Le complot des réseaux contre l’autonomie de la nation
Il est des moments dans l’histoire d’un peuple où le silence devient une complicité et l’inaction, un crime. Le conflit qui déchire aujourd’hui les entrailles du Port Autonome de Douala (PAD) entre la SGS et TransAtlantic n’est pas une simple bataille de chiffres ou de scanners. C’est le théâtre d’une vaste supercherie. C’est le procès d’un système de corruption structurelle que j’appelle « la rente du déshonneur ».
le complot du statu quo
Pendant des décennies, nous avons été bercés par une mélodie anesthésiante : « Seule l’expertise étrangère peut garantir la norme. « Ce mensonge, martelé par les relais locaux de la SGS, est le socle d’un complot contre le génie camerounais. Pourquoi tant d’acharnement à maintenir une firme helvétique là où l’intelligence nationale est prête à prendre le relais ?
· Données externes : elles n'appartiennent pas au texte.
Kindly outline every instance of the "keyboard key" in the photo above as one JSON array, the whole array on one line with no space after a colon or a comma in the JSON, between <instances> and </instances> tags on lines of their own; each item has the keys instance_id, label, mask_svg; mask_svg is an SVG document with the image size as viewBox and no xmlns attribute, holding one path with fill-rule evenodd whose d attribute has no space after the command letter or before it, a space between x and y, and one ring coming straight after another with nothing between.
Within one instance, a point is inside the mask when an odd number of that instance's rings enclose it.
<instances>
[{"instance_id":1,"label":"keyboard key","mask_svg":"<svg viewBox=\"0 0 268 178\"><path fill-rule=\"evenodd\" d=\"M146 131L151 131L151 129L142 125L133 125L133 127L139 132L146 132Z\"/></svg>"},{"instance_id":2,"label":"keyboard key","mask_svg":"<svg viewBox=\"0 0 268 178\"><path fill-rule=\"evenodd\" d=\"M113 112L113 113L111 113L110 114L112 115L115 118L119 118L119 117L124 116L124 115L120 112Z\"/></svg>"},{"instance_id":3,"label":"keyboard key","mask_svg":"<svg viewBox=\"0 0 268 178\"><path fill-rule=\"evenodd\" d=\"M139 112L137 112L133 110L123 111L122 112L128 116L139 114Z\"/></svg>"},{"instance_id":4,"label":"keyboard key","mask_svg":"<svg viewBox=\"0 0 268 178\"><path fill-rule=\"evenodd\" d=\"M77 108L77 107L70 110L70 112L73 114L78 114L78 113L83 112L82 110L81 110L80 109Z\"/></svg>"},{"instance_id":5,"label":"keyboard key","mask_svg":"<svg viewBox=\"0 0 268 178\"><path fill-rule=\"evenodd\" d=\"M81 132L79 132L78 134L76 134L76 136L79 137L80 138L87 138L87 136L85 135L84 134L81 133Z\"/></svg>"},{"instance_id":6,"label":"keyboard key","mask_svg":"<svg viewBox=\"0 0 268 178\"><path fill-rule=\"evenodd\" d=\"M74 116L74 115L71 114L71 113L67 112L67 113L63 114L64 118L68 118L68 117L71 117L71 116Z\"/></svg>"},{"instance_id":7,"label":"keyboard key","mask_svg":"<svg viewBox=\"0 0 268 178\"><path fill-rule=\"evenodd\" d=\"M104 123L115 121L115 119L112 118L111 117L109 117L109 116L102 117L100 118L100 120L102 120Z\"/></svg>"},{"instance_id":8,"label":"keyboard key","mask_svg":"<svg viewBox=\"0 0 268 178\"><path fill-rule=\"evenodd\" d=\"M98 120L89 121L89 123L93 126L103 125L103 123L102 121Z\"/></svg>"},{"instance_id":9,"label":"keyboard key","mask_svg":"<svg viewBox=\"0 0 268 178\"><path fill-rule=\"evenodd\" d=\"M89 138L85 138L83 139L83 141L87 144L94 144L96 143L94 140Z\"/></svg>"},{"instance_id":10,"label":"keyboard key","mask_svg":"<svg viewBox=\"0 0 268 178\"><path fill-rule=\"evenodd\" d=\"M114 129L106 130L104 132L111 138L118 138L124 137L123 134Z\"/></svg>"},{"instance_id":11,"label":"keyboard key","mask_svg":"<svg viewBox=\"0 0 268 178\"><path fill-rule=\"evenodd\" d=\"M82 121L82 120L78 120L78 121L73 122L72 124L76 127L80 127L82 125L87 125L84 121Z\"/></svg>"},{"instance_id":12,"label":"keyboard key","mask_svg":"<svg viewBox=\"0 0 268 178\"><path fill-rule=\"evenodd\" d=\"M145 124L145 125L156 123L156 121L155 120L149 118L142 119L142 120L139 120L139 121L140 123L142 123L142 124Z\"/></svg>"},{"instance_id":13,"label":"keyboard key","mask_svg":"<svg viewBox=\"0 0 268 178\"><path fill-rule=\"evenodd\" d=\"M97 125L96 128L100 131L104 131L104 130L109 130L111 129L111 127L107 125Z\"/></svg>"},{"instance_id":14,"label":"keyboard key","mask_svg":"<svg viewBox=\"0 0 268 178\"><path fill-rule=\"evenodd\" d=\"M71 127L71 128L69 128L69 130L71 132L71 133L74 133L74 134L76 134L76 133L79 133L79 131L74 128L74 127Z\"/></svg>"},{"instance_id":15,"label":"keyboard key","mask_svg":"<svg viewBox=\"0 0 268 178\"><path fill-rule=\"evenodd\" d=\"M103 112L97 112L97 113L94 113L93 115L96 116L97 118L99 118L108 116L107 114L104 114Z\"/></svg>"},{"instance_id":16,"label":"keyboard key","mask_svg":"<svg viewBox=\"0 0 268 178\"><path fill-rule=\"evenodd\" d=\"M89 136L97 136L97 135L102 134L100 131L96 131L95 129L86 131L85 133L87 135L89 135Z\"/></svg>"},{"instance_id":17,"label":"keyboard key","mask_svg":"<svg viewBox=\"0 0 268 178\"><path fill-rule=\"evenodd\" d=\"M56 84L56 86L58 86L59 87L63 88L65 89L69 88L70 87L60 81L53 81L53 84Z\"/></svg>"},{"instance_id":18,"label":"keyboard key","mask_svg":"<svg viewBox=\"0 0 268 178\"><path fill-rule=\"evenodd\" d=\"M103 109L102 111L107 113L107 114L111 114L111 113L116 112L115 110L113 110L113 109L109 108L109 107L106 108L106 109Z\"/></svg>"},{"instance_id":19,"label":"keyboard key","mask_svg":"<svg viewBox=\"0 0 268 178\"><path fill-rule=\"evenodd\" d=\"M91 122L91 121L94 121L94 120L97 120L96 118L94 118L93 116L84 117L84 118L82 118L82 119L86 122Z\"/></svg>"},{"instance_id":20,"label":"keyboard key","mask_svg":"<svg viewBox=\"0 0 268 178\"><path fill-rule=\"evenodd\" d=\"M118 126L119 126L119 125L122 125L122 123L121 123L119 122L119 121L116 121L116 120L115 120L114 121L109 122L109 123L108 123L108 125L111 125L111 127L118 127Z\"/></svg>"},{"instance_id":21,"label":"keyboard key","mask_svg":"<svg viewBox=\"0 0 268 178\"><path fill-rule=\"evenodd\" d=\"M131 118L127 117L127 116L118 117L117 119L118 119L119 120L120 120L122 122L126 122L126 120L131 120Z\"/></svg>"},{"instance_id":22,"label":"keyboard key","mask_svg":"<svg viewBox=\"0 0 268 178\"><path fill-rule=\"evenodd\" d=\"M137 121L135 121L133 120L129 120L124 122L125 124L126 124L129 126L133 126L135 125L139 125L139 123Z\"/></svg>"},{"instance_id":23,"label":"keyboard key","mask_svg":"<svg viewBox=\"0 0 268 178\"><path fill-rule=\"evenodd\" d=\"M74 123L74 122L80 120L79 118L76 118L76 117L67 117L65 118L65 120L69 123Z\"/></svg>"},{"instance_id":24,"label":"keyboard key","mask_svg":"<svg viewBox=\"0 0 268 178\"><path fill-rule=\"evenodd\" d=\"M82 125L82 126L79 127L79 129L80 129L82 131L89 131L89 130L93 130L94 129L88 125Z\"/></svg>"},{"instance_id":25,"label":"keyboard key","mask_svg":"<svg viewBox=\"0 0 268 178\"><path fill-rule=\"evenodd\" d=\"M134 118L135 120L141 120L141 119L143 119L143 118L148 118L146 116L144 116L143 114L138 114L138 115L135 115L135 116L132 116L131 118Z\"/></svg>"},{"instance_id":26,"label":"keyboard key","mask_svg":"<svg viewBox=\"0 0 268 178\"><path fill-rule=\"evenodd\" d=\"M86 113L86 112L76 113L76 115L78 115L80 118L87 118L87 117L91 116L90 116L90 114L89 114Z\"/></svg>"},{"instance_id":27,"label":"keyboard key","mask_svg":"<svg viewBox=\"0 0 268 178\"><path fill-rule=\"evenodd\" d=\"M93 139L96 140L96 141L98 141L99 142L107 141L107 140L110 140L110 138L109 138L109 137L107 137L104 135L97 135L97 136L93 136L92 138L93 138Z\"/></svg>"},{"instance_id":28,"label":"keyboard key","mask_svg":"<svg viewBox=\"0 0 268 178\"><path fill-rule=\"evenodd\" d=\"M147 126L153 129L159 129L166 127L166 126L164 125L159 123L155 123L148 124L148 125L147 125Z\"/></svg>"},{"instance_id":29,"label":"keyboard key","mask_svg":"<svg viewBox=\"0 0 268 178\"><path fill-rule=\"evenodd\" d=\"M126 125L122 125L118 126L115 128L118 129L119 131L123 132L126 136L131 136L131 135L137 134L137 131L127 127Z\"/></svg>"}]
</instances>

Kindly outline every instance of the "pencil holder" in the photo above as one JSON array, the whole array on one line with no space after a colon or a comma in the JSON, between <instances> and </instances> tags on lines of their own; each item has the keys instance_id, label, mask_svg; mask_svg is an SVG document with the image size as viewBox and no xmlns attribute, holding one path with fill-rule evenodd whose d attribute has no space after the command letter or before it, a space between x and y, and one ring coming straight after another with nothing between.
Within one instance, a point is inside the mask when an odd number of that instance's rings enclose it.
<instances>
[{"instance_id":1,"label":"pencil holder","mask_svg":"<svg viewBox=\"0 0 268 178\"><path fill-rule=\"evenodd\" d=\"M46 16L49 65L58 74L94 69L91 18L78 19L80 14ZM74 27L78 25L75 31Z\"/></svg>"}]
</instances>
La réponse est hideuse : la corruption. Non pas seulement celle qui se glisse dans des enveloppes, mais celle, plus profonde, qui a corrompu l’ambition de nos dirigeants. Maintenir la SGS, c’est garantir les commissions occultes de réseaux qui préfèrent voir le pays à genoux, à condition qu’ils puissent rester assis à la table des maîtres. C’est le choix de la rente facile contre l’effort souverain.
la supercherie de « l’expertise » : un écran de fumée
La SGS nous vend du « vent technologique » à prix d’or. Philosophiquement, c’est ce que l’on appelle une aliénation consentie. On nous fait croire que le scanning est une science occulte que seul un Occidental peut maîtriser. Quelle supercherie !
TransAtlantic ne propose pas seulement des machines ; elle propose la fin d’un complexe d’infériorité. Le complot des réseaux cherche à discréditer cet opérateur national en l’accusant d’amateurisme. Mais la vérité est ailleurs : on ne reproche pas à TransAtlantic son incompétence, on lui reproche sa nationalité. Car une entreprise camerounaise au contrôle de nos frontières, c’est une boîte noire qui s’ouvre.